II Le Blanc cortège

Or, le vendredi avant la Saint-Jean, le roi chassa tout le jour dans la forêt de Camaaloth ; vers le soir, comme il regagnait la ville avec ses gens, il vit venir à lui une belle compagnie.

En tête, deux garçons à pied menaient deux sommiers blancs, dont l’un portait un léger pavillon de campement, le plus riche qu’on eût jamais fait, et l’autre deux beaux coffres pleins de robes de chevaliers. Puis avançaient, deux par deux, quatre écuyers montés sur des roussins et tenant qui un écu à boucle d’argent, qui un heaume argenté, qui une lance, qui une grande épée, claire, tranchante et légère à merveille ; et après eux d’autres écuyers et sergents ; puis trois pucelles ; enfin une dame accompagnée d’un damoisel beau comme le jour et de deux gentils valets avec lesquels elle causait. Et les robes, les armes, les écus, les chevaux, tout le cortège était couleur de neige.

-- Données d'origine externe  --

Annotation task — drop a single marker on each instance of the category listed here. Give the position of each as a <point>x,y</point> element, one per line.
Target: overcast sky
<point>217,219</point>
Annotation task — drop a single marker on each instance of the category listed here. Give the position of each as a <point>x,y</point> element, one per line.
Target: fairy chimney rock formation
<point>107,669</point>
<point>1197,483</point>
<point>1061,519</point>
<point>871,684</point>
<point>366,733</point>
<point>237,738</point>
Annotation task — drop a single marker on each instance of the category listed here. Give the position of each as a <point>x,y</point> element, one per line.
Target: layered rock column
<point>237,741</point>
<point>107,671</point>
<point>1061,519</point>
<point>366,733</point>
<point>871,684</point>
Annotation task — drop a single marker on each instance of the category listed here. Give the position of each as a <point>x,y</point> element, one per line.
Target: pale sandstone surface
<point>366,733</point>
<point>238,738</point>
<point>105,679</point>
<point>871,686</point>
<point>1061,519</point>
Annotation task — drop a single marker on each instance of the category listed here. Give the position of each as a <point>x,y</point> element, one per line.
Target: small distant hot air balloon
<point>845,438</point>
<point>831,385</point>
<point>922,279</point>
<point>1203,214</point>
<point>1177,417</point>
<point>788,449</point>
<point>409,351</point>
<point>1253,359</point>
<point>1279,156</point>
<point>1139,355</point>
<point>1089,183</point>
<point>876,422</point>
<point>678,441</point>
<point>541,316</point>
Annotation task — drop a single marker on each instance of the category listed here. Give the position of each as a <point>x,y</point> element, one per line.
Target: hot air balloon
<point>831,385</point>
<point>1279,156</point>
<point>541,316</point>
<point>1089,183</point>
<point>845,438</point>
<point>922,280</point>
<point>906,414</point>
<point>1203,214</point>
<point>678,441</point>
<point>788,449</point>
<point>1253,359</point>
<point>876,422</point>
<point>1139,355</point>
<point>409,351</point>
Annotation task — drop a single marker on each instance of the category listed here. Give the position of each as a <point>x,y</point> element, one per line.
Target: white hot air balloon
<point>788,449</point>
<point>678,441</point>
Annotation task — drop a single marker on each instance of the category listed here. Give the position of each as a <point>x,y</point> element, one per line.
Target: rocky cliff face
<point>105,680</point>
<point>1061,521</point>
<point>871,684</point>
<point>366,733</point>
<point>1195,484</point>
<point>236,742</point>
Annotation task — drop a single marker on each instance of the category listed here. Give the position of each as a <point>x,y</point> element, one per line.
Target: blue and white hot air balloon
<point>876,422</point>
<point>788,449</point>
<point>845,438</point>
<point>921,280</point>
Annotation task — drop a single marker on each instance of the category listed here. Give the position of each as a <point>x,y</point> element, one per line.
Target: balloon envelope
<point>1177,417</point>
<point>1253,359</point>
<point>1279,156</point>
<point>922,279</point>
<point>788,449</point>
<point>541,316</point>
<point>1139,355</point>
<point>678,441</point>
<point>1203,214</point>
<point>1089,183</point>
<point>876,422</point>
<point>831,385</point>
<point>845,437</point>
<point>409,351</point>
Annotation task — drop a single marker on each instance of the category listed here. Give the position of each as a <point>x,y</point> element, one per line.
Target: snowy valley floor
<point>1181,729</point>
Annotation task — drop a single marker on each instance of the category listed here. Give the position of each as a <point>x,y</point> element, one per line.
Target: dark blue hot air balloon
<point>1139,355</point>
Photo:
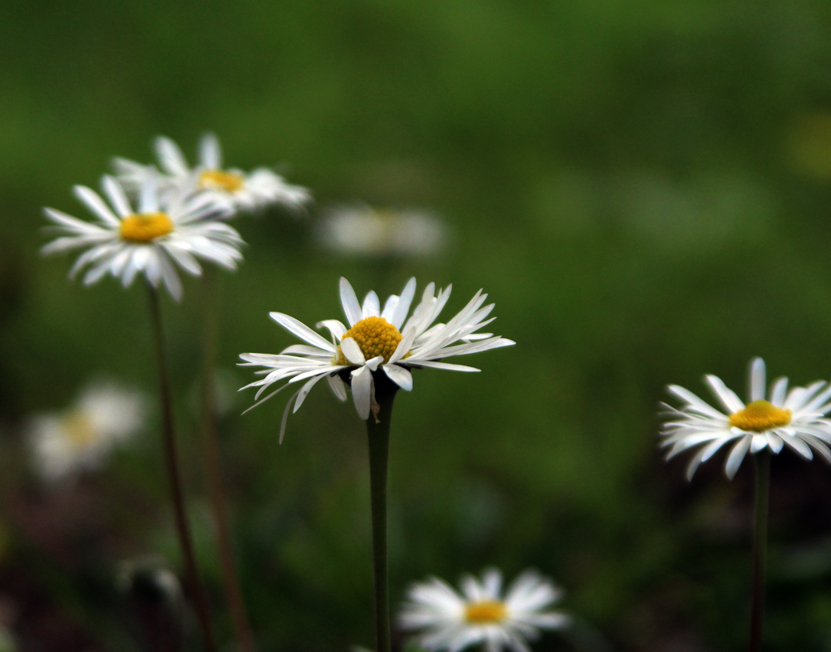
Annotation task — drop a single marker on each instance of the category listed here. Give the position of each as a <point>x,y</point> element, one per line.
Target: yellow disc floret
<point>375,336</point>
<point>145,227</point>
<point>485,612</point>
<point>760,416</point>
<point>220,180</point>
<point>79,429</point>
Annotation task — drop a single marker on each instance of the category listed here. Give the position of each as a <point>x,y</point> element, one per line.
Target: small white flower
<point>230,187</point>
<point>152,240</point>
<point>369,232</point>
<point>796,418</point>
<point>377,341</point>
<point>80,438</point>
<point>449,621</point>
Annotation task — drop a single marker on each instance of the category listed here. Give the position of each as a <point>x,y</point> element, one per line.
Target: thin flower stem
<point>760,546</point>
<point>378,431</point>
<point>211,453</point>
<point>174,475</point>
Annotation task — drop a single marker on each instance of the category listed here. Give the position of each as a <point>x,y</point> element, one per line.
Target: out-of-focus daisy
<point>795,418</point>
<point>376,341</point>
<point>151,240</point>
<point>80,438</point>
<point>369,232</point>
<point>480,614</point>
<point>240,191</point>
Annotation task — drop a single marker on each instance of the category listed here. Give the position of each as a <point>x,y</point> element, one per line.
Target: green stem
<point>175,477</point>
<point>759,548</point>
<point>211,457</point>
<point>378,431</point>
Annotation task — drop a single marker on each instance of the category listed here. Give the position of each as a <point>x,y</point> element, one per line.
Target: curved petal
<point>352,351</point>
<point>727,396</point>
<point>349,301</point>
<point>361,391</point>
<point>399,375</point>
<point>757,379</point>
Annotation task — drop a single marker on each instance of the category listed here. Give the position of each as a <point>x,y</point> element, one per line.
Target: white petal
<point>349,301</point>
<point>372,305</point>
<point>778,392</point>
<point>758,380</point>
<point>210,153</point>
<point>403,305</point>
<point>361,391</point>
<point>736,456</point>
<point>352,351</point>
<point>94,202</point>
<point>302,331</point>
<point>304,392</point>
<point>337,385</point>
<point>727,396</point>
<point>399,375</point>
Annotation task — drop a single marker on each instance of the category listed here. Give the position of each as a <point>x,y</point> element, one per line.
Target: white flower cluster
<point>153,223</point>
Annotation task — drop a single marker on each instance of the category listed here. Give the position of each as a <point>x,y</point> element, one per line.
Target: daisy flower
<point>79,438</point>
<point>376,341</point>
<point>450,621</point>
<point>151,240</point>
<point>795,418</point>
<point>238,190</point>
<point>365,231</point>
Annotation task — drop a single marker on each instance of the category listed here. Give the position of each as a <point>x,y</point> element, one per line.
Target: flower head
<point>369,232</point>
<point>795,418</point>
<point>152,239</point>
<point>376,341</point>
<point>230,187</point>
<point>79,438</point>
<point>450,621</point>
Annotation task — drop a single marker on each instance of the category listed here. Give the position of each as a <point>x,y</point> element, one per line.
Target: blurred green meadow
<point>642,188</point>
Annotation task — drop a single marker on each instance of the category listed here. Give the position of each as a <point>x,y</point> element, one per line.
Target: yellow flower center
<point>375,336</point>
<point>760,416</point>
<point>219,180</point>
<point>485,612</point>
<point>145,227</point>
<point>79,429</point>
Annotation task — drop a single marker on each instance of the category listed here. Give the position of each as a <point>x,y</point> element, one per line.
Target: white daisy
<point>377,341</point>
<point>230,187</point>
<point>80,438</point>
<point>796,418</point>
<point>151,240</point>
<point>368,232</point>
<point>450,621</point>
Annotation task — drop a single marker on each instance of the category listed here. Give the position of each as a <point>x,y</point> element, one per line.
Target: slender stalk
<point>211,452</point>
<point>378,431</point>
<point>760,546</point>
<point>175,477</point>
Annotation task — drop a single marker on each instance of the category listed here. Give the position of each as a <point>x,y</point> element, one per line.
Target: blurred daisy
<point>376,341</point>
<point>795,418</point>
<point>80,438</point>
<point>365,231</point>
<point>450,621</point>
<point>238,190</point>
<point>151,240</point>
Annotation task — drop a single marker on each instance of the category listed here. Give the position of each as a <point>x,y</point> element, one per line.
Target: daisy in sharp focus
<point>376,341</point>
<point>795,418</point>
<point>238,190</point>
<point>79,439</point>
<point>480,614</point>
<point>151,240</point>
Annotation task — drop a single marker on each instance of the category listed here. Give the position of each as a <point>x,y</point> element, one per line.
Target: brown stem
<point>213,470</point>
<point>175,478</point>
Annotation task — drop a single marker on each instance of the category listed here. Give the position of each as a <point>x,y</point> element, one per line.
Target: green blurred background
<point>641,187</point>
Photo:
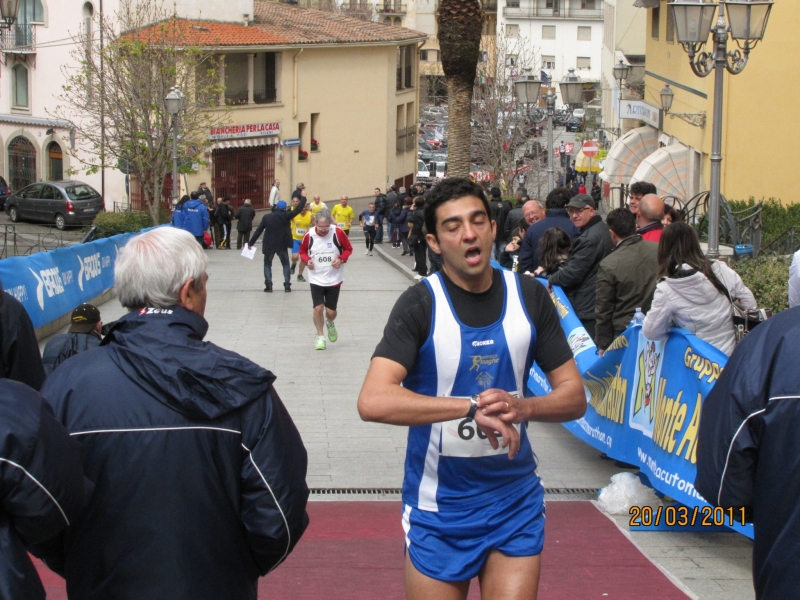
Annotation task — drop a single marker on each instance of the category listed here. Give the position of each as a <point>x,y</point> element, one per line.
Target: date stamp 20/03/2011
<point>685,516</point>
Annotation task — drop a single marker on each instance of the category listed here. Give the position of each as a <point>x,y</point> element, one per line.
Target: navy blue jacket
<point>19,351</point>
<point>60,347</point>
<point>529,250</point>
<point>199,470</point>
<point>748,451</point>
<point>193,217</point>
<point>277,229</point>
<point>42,488</point>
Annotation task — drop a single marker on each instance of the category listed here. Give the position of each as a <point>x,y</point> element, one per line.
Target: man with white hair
<point>199,471</point>
<point>324,250</point>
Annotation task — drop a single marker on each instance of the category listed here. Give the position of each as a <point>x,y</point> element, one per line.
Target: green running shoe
<point>332,335</point>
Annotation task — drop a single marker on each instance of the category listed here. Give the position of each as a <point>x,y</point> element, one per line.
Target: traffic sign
<point>590,148</point>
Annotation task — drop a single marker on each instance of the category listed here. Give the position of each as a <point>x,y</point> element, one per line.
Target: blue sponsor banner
<point>644,400</point>
<point>51,284</point>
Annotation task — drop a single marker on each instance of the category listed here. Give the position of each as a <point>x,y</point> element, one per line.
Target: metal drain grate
<point>366,493</point>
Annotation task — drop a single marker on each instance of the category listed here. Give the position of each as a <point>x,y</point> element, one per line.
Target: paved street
<point>320,390</point>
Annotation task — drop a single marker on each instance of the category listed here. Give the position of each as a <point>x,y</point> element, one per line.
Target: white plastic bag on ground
<point>624,491</point>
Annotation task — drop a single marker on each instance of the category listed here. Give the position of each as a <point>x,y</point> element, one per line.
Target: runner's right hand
<point>491,426</point>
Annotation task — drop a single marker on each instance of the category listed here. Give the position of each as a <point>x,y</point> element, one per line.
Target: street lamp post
<point>174,102</point>
<point>621,71</point>
<point>529,87</point>
<point>693,24</point>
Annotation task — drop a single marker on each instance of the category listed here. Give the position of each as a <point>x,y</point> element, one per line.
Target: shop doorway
<point>242,173</point>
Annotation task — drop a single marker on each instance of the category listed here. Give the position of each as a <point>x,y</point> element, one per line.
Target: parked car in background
<point>62,203</point>
<point>574,125</point>
<point>5,192</point>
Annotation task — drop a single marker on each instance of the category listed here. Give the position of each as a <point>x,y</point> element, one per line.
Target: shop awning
<point>627,153</point>
<point>582,163</point>
<point>668,170</point>
<point>246,142</point>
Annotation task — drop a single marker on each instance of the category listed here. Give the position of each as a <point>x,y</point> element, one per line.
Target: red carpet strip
<point>354,551</point>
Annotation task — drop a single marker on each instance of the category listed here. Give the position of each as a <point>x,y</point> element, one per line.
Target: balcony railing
<point>21,38</point>
<point>525,10</point>
<point>391,8</point>
<point>260,96</point>
<point>401,140</point>
<point>411,137</point>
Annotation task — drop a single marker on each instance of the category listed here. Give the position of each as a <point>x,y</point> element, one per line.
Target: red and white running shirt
<point>323,250</point>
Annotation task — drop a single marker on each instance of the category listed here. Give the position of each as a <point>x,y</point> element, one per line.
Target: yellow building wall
<point>353,91</point>
<point>760,106</point>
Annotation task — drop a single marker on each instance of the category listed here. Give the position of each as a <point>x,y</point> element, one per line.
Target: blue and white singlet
<point>449,465</point>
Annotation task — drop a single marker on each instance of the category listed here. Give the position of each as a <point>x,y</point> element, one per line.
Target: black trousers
<point>369,237</point>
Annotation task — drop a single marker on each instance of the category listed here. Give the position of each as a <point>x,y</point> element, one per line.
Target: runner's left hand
<point>501,404</point>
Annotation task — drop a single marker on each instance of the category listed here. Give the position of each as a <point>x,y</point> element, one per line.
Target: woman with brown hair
<point>693,292</point>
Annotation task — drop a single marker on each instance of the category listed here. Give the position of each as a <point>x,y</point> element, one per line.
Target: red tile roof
<point>309,26</point>
<point>279,24</point>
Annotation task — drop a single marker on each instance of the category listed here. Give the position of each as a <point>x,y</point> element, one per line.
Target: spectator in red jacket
<point>648,220</point>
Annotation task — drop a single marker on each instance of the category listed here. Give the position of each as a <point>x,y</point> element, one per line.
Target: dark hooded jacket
<point>579,275</point>
<point>41,485</point>
<point>199,469</point>
<point>747,449</point>
<point>19,351</point>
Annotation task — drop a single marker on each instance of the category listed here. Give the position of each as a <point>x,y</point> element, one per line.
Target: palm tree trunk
<point>460,25</point>
<point>460,135</point>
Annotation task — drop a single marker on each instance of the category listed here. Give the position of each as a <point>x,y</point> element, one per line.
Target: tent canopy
<point>667,169</point>
<point>627,153</point>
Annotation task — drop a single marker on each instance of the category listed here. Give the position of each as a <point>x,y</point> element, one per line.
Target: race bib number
<point>464,439</point>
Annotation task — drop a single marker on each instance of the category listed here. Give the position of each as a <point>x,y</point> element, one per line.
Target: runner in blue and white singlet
<point>450,464</point>
<point>452,366</point>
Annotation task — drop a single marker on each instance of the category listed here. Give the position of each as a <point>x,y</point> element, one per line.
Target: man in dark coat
<point>19,351</point>
<point>42,488</point>
<point>244,225</point>
<point>83,334</point>
<point>500,209</point>
<point>626,278</point>
<point>555,216</point>
<point>277,229</point>
<point>199,471</point>
<point>578,278</point>
<point>747,449</point>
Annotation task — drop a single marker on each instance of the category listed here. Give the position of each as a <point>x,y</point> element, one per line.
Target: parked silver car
<point>63,203</point>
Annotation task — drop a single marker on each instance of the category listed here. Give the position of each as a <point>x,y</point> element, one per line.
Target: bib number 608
<point>466,430</point>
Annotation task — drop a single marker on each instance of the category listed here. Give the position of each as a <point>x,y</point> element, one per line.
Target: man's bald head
<point>651,209</point>
<point>532,211</point>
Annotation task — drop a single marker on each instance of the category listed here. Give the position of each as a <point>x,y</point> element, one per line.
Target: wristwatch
<point>473,408</point>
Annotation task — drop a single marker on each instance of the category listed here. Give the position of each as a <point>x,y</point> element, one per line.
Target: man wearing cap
<point>277,229</point>
<point>593,243</point>
<point>83,334</point>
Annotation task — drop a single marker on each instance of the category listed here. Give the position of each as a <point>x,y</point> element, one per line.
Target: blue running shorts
<point>452,546</point>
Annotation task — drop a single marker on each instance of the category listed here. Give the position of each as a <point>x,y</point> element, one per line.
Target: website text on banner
<point>51,284</point>
<point>644,399</point>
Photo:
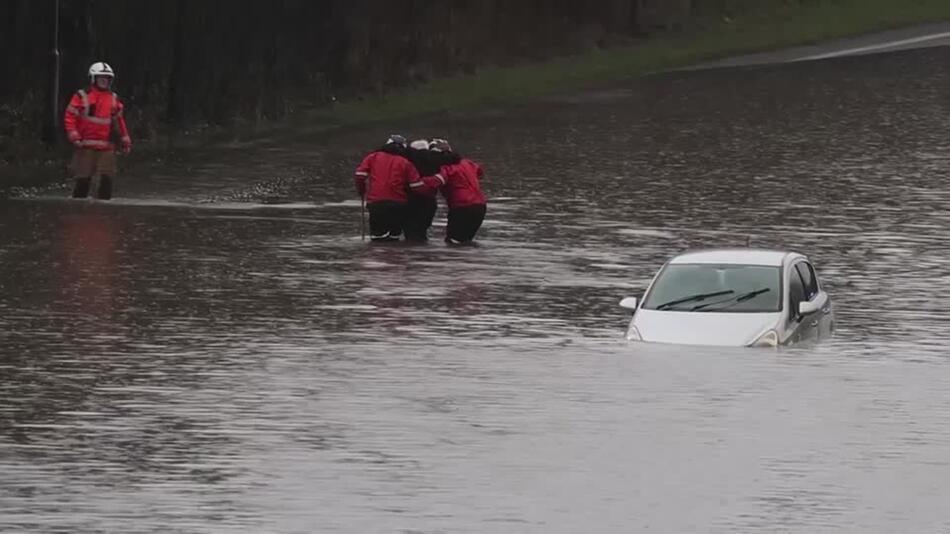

Le roi s’arrêta, émerveillé. Cependant la dame, l’ayant aperçu, pressait son palefroi et, dépassant son escorte, s’avança vers lui en compagnie du beau damoisel. Et sachez encore qu’elle était vêtue d’une cotte et d’un manteau de samit blanc, fourré d’hermine, et qu’elle chevauchait un petit palefroi ambiant, si bien taillé qu’on n’en vit jamais de plus beau, dont la housse de soie traînait jusqu’à terre ; son frein et son poitrail étaient subtilement gravés d’images où l’on voyait des dames et des chevaliers. Dès que la dame arriva devant le roi, elle écarta son voile et, après lui avoir rendu le salut qu’il se hâta de lui faire le premier, en gentilhomme courtois et bien appris qu’il était, elle lui dit :

– Sire, Dieu vous bénisse comme le meilleur des rois de ce monde ! Je viens de bien loin pour vous demander un don que vous ne me refuserez point, car il ne peut vous causer nul mal et ne coûtera rien.

– Demoiselle, répondit le roi, dût-il m’en coûter beaucoup, pourvu qu’il ne me soit honte et qu’il ne cause dommage à mes amis, je vous l’octroierai, quel qu’il soit.

– Sire, grand merci ! Je vous requiers donc de faire chevalier ce mien écuyer, lorsqu’il vous le demandera.

– Belle amie, grâces vous soient rendues de m’avoir amené ce beau jouvenceau. Je lui donnerai ce qui est de moi : ses armes et la colée ; Dieu ajoutera le surplus : c’est la prouesse.

La Dame remercia le roi et lui apprit qu’on l’appelait la Dame du Lac ; après quoi, quelque prière qu’il lui fit de demeurer, elle prit congé, le laissant fort étonné, car il n’avait jamais entendu prononcer ce nom.